Speaking of games released in a bit of a sloppy state that hide unique and compelling qualities, I've been playing more S.T.A.L.K.E.R.!






















Clear Sky is the second in the trilogy, and widely regarded as the red-headed stepchild of the bunch. At release there were a number of issues with the game causing it to be excruciatingly difficult or even outright unfair, to hear it told by game reviewers. That, dear reader, is why you should be glad that we live in a world where enterprising fans have taken it upon themselves to compile the series of Complete mods for the Stalker series. Don't enter the Zone without them! In addition to fixing bugs and altering mechanics to make the games more firm-but-fair than outright broken, they also implement a number of graphical enhancements and in places even restore content cut from the original releases.  I played Shadow of Chernobyl with the Complete mod from the word go, and I'm doing the same with Clear Sky, and I'm happy to report that I'm having nothing but a great time in the bleak, desolate, and unwelcoming Chernobyl exclusion zone.

There is simply no other series that does what the Stalker games do. The closest analogues I can think of would be Far Cry 2 and Fallout 3 (and perhaps their sequels), though neither of those could really be considered similar beyond superficial features. The Stalker series offers up an engaging mix of survivalist scavenging, treasure hunting, FPS action, faction-based warfare, mysterious supernatural phenomena, and horror in a world that is at once more hostile and vital than any other in gaming.

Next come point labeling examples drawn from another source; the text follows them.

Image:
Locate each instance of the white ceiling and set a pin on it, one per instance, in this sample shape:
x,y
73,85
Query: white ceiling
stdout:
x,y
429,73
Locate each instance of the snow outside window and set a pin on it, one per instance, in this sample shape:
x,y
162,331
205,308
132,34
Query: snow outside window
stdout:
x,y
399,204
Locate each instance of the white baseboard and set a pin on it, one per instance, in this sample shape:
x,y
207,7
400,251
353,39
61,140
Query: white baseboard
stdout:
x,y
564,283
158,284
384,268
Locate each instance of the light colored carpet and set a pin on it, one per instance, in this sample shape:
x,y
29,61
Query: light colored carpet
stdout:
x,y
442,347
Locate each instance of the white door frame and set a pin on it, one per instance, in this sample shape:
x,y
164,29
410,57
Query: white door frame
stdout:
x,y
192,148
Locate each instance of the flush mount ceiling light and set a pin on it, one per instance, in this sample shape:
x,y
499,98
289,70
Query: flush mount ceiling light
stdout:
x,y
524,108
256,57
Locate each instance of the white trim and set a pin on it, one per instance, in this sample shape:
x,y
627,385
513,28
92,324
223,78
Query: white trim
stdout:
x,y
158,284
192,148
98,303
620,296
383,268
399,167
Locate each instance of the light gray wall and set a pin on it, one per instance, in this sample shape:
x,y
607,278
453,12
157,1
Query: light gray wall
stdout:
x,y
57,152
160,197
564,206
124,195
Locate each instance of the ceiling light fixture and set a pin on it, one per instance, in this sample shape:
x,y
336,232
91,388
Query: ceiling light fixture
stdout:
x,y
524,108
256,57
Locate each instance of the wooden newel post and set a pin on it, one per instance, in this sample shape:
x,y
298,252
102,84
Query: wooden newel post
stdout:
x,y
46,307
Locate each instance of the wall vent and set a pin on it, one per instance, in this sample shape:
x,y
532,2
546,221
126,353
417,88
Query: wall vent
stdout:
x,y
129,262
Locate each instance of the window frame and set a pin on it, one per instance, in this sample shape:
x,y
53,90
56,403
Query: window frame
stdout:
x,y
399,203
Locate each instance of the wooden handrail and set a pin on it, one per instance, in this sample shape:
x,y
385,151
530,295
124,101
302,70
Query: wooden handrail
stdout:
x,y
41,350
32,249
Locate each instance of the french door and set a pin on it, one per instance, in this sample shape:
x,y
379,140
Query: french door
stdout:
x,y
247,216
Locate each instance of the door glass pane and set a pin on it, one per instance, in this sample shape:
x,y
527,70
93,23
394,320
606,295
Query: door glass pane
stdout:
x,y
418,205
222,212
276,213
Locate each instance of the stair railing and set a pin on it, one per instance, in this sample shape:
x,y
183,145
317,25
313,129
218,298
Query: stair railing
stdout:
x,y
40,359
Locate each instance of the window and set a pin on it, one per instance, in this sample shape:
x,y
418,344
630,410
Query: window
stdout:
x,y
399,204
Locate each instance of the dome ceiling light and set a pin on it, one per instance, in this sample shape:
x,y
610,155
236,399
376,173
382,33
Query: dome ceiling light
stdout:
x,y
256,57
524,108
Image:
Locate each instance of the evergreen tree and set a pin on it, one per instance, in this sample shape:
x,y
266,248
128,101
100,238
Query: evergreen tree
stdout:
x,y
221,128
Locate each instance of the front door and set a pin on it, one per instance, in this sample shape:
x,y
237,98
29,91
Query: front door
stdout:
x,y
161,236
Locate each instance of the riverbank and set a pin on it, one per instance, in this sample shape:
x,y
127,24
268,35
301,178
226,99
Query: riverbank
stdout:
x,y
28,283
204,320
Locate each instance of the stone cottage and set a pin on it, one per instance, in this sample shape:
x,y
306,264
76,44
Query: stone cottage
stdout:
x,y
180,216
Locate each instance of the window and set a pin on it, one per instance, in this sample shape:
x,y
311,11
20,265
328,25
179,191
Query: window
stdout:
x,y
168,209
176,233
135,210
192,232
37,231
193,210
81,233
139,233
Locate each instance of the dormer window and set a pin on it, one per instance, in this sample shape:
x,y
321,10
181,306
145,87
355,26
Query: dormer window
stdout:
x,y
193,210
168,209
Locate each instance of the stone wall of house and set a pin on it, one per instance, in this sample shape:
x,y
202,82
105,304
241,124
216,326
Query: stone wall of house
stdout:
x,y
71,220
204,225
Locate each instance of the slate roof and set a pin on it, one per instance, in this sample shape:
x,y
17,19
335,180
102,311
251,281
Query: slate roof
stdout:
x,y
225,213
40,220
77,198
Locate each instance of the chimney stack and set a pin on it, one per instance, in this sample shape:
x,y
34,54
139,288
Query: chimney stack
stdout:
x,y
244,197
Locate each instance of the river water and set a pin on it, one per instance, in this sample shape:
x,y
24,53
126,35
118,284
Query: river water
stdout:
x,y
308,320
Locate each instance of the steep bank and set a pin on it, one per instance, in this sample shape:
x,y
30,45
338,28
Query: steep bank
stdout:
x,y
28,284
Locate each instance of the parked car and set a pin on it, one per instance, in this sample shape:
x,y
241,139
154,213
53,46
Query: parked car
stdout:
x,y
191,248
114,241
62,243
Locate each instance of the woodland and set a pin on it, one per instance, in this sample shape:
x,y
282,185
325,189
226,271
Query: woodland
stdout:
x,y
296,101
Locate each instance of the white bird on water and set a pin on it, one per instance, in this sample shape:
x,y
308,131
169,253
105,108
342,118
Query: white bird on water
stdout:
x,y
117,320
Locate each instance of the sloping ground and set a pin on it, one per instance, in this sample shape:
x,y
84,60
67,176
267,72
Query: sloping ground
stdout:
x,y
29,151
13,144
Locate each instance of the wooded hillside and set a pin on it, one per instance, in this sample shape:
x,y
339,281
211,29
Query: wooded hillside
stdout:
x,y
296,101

In Clear Sky, you play a stalker called Scar who, after surviving an unprecedented blast of energy out of nowhere, wakes up in the care of a faction of stalkers called Clear Sky, who are devoted to the careful scientific study of the supernatural happenings in the Zone. You know only that you need to track down a group of other stalkers who are rumored to have made their way to the center of the Zone, and who are probably at the heart of why it has been acting so erratic lately. If that sounds like personification of the Zone, that is because that is precisely what is going on, here. The men of Clear Sky think that the Zone is acting, through seemingly random emissions of power capable of frying anyone else, to protect whatever is at its core.  And off you go.

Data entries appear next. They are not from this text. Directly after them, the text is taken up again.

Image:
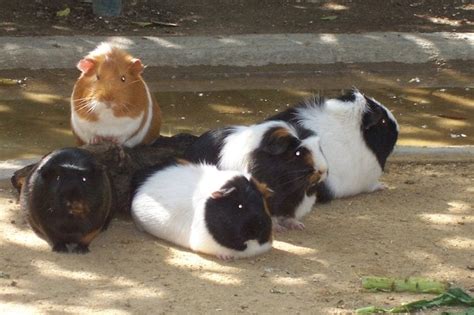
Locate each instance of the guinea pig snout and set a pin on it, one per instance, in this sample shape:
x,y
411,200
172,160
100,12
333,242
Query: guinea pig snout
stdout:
x,y
77,208
318,176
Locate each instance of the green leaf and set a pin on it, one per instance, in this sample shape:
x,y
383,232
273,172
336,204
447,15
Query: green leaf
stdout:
x,y
63,13
454,296
329,18
6,81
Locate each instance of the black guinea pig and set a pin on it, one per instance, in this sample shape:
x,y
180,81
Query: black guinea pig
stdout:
x,y
357,135
68,199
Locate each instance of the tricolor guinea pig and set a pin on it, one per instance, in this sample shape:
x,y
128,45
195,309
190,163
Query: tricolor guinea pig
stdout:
x,y
111,101
357,134
68,199
196,206
272,153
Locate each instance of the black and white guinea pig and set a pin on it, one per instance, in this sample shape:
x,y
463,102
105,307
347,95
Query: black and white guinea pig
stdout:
x,y
273,154
68,199
357,135
197,206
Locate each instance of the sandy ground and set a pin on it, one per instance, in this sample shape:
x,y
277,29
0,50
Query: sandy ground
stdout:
x,y
422,225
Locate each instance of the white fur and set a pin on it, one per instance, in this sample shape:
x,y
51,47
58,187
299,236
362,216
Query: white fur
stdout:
x,y
305,206
170,205
138,138
353,168
235,154
108,125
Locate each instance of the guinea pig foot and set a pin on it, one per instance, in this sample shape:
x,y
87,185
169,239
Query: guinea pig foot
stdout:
x,y
225,257
60,248
378,186
81,249
96,140
277,227
292,224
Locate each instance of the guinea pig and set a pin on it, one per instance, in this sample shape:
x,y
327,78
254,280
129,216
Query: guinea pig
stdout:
x,y
273,154
122,163
111,101
357,134
197,206
68,199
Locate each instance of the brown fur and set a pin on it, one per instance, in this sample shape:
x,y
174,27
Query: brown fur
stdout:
x,y
87,239
265,191
281,133
103,82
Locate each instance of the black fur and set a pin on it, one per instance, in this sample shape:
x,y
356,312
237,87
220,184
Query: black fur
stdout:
x,y
379,132
69,175
180,140
286,173
323,193
140,176
290,116
206,149
232,226
349,96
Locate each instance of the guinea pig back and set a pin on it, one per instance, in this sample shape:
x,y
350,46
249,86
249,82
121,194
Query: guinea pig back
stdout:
x,y
199,207
111,101
68,199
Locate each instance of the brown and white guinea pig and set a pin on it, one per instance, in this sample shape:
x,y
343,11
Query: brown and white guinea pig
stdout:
x,y
273,154
68,199
111,101
197,206
357,135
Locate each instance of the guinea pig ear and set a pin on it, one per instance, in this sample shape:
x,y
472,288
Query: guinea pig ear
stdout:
x,y
222,193
277,143
136,66
372,116
266,191
86,65
48,172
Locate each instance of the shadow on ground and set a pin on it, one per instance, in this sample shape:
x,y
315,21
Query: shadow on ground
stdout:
x,y
420,226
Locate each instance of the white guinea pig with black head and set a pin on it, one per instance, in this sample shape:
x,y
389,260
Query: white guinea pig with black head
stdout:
x,y
357,134
274,155
197,206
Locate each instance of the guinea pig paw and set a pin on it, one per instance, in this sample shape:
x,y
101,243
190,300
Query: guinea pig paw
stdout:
x,y
96,140
292,224
225,257
60,248
378,186
279,228
81,249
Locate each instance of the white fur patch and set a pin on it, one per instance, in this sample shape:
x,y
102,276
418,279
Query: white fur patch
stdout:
x,y
235,153
353,168
170,205
138,138
305,206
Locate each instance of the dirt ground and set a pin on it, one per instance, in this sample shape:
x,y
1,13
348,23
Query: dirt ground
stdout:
x,y
422,225
210,17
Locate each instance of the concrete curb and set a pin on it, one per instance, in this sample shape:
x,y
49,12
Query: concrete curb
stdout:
x,y
50,52
400,153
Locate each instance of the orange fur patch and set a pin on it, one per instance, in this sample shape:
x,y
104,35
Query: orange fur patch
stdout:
x,y
87,239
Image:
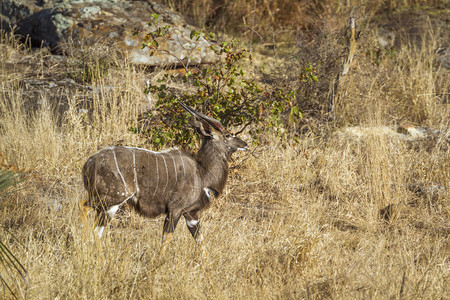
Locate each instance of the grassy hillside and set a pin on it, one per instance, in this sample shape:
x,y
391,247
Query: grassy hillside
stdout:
x,y
351,209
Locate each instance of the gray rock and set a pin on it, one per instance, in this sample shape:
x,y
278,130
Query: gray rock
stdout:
x,y
52,23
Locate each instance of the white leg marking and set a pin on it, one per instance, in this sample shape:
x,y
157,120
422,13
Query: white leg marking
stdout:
x,y
135,172
113,209
120,173
192,223
99,230
157,176
199,238
167,175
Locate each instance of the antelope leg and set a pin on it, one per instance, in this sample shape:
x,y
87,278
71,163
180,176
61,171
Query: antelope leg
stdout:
x,y
193,225
170,223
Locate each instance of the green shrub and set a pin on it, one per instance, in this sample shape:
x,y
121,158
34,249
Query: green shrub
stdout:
x,y
223,91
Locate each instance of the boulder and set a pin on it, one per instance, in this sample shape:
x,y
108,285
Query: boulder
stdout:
x,y
57,24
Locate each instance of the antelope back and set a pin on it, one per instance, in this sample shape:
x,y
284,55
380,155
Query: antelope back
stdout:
x,y
154,178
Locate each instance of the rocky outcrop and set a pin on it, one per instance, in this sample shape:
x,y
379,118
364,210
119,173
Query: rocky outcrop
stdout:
x,y
56,24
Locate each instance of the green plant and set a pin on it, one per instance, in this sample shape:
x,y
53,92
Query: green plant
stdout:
x,y
224,91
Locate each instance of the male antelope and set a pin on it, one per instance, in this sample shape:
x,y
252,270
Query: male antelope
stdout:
x,y
172,182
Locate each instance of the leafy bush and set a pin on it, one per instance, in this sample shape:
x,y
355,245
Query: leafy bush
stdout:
x,y
223,91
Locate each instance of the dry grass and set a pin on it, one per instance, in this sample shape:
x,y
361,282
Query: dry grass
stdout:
x,y
296,221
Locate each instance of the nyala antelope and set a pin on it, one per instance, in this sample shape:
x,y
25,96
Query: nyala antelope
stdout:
x,y
174,183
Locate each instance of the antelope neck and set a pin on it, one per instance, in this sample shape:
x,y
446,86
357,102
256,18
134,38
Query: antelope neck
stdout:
x,y
213,166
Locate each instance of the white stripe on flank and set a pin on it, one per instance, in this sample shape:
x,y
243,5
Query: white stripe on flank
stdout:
x,y
120,173
157,176
192,223
176,172
154,152
182,161
135,172
167,175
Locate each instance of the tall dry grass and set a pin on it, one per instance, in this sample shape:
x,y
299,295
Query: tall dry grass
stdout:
x,y
297,220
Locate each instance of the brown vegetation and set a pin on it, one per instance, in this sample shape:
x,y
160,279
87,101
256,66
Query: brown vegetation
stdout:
x,y
341,213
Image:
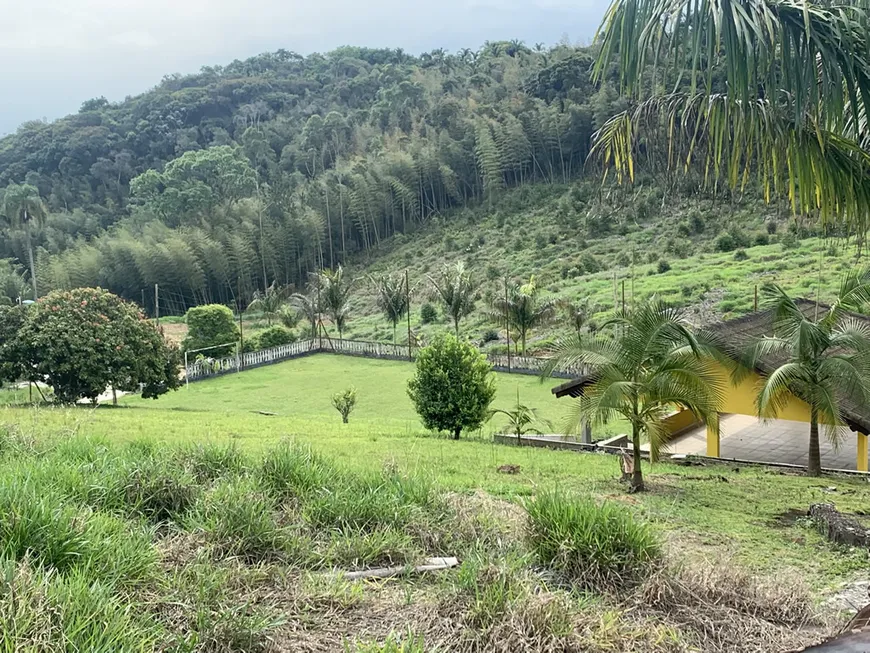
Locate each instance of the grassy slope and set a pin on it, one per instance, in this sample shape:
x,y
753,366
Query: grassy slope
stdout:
x,y
540,231
700,513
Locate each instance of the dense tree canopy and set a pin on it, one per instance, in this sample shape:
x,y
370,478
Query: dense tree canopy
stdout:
x,y
218,183
83,341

If you've played the first game, you know who it was that made it to the center of the Zone, and what they found there. Clear Sky is actually a prequel to the events of Shadow of Chernobyl, and runs concurrent to Strelok and his group's trip past the Brain Scorcher that leads into the first game.

I'm about 10 hours in, as of this writing, hot on the trail of a stalker called Fang, one of Strelok's group, looking for answers. I can hardly wait to play more. So far I've seen a lot of the same areas of the Zone as in the first game, with the exception of the starting area, the swamps. From there the game moves on to the cordon, the garbage, and the dark valley. I think there are a couple of other new areas later on, too.

Clear Sky introduces a faction warfare system, so now you can join the groups of stalkers like Duty, Freedom, Clear Sky, and others, though I haven't really been compelled to do so, just yet. I've fought alongside a couple of them, but only to my own ends, thus far. This game also introduces a weapon upgrade system, which is cool, but sadly takes away the global stalker rating system SoC had. In that game, a list was kept of every stalker NPC in the game, and your stats, as you played, measured up against them. It was artificial, but cool nonetheless.